Les experts analysent, les journalistes relaient, les gouvernements spéculent. Mais tout cela repose, au fond, sur des suppositions. Des signaux faibles, des précédents historiques, des lectures culturelles… mais rarement sur des faits indiscutables. Or, en matière de conflit, l’irrationnel existe. Le paradoxe aussi.
Voir avec nos lunettes, mais pas les leurs
Le prisme occidental biaise notre lecture. Nous jugeons les choix iraniens selon notre logique politique, nos priorités économiques, notre conception de la rationalité stratégique. Ce filtre culturel souvent inconscient empêche de penser comme l’autre. Et penser à la place de l’autre, c’est déjà prendre le risque de mal anticiper.

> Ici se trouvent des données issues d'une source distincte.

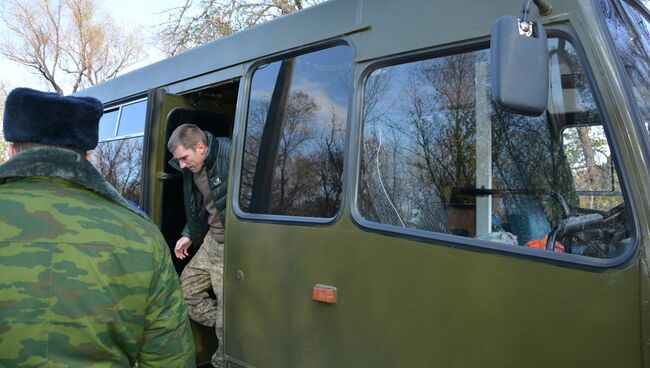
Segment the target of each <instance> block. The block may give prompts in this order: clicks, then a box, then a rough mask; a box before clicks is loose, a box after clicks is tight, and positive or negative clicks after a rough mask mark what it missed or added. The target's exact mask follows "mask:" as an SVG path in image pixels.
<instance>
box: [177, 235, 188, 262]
mask: <svg viewBox="0 0 650 368" xmlns="http://www.w3.org/2000/svg"><path fill="white" fill-rule="evenodd" d="M190 245H192V239H190V238H188V237H187V236H182V237H181V238H180V239H178V241H177V242H176V246H175V247H174V254H176V258H178V259H183V258H185V257H187V256H188V253H187V248H189V247H190Z"/></svg>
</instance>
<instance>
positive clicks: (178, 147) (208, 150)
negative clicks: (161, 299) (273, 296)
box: [167, 124, 230, 367]
mask: <svg viewBox="0 0 650 368" xmlns="http://www.w3.org/2000/svg"><path fill="white" fill-rule="evenodd" d="M167 149H168V150H169V152H171V153H172V155H173V156H174V158H172V160H171V161H170V162H169V163H170V165H172V166H173V167H174V168H176V169H177V170H179V171H181V172H182V173H183V196H184V204H185V217H186V224H185V227H184V228H183V231H182V234H181V238H180V239H179V240H178V241H177V242H176V246H175V248H174V253H175V254H176V257H178V258H179V259H184V258H185V257H187V256H188V255H189V253H188V249H189V247H190V246H192V245H194V246H195V247H198V250H197V251H196V254H195V255H194V257H193V258H192V259H191V260H190V262H189V263H188V264H187V266H185V269H184V270H183V272H182V273H181V289H182V290H183V296H184V297H185V302H186V303H187V307H188V312H189V315H190V318H192V319H193V320H194V321H196V322H198V323H200V324H202V325H205V326H215V331H216V335H217V339H218V340H219V346H218V348H217V351H216V352H215V353H214V355H213V356H212V365H213V366H215V367H223V366H224V348H223V259H224V239H225V229H224V225H225V210H226V191H227V188H228V170H229V165H230V139H228V138H224V137H215V136H213V135H212V134H211V133H210V132H207V131H203V130H201V129H200V128H199V127H198V126H196V125H194V124H183V125H180V126H179V127H178V128H176V129H175V130H174V132H173V133H172V135H171V137H170V138H169V142H168V143H167ZM210 288H212V291H213V292H214V294H215V296H216V300H213V299H211V298H210V296H209V293H208V290H210Z"/></svg>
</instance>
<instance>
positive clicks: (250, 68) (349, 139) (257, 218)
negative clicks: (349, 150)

Prenons l’exemple du détroit d’Ormuz. Un blocage total de cette voie maritime serait, pour beaucoup, un suicide économique pour l’Iran. Peut-être. Mais cela suppose que la logique économique prime sur toutes les autres. Or, dans certains contextes, la posture idéologique ou la survie du régime pèse davantage que les équilibres marchands.
Les angles morts du réel
L’histoire récente regorge de surprises stratégiques. Le 11 septembre, les attentats de janvier et novembre 2015, le 7 octobre 2023… Autant de drames que les meilleurs services de renseignement n’avaient pas su anticiper à leur juste ampleur. Non pas par incompétence, mais parce que l’événement, dans sa forme et dans son moment, échappait au cadre d’analyse dominant.
Ce n’est pas faute d’indices. C’est la confiance excessive dans les scénarios dits « plausibles » qui aveugle. L’inimaginable ne l’est qu’après coup et très généralement une fois le choc passé.
L’humilité stratégique comme posture vitale
Dans les domaines de la sécurité et de la défense, la plus grande erreur consiste à croire que l’on sait. Le danger ne vient pas forcément de ce que l’on ignore, mais de ce que l’on croit acquis. L’anticipation est nécessaire, bien sûr. Mais elle doit toujours s’accompagner d’un doute actif et du fameux « et, si ».
Accepter de ne pas savoir, c’est se donner une chance de mieux voir. Ne pas chercher à tout prévoir, mais se préparer à l’inattendu. L’analyse est précieuse, mais elle ne dispense jamais de l’humilité. Et dans un monde où l’incertain est devenu la norme, cette humilité-là est une forme de lucidité.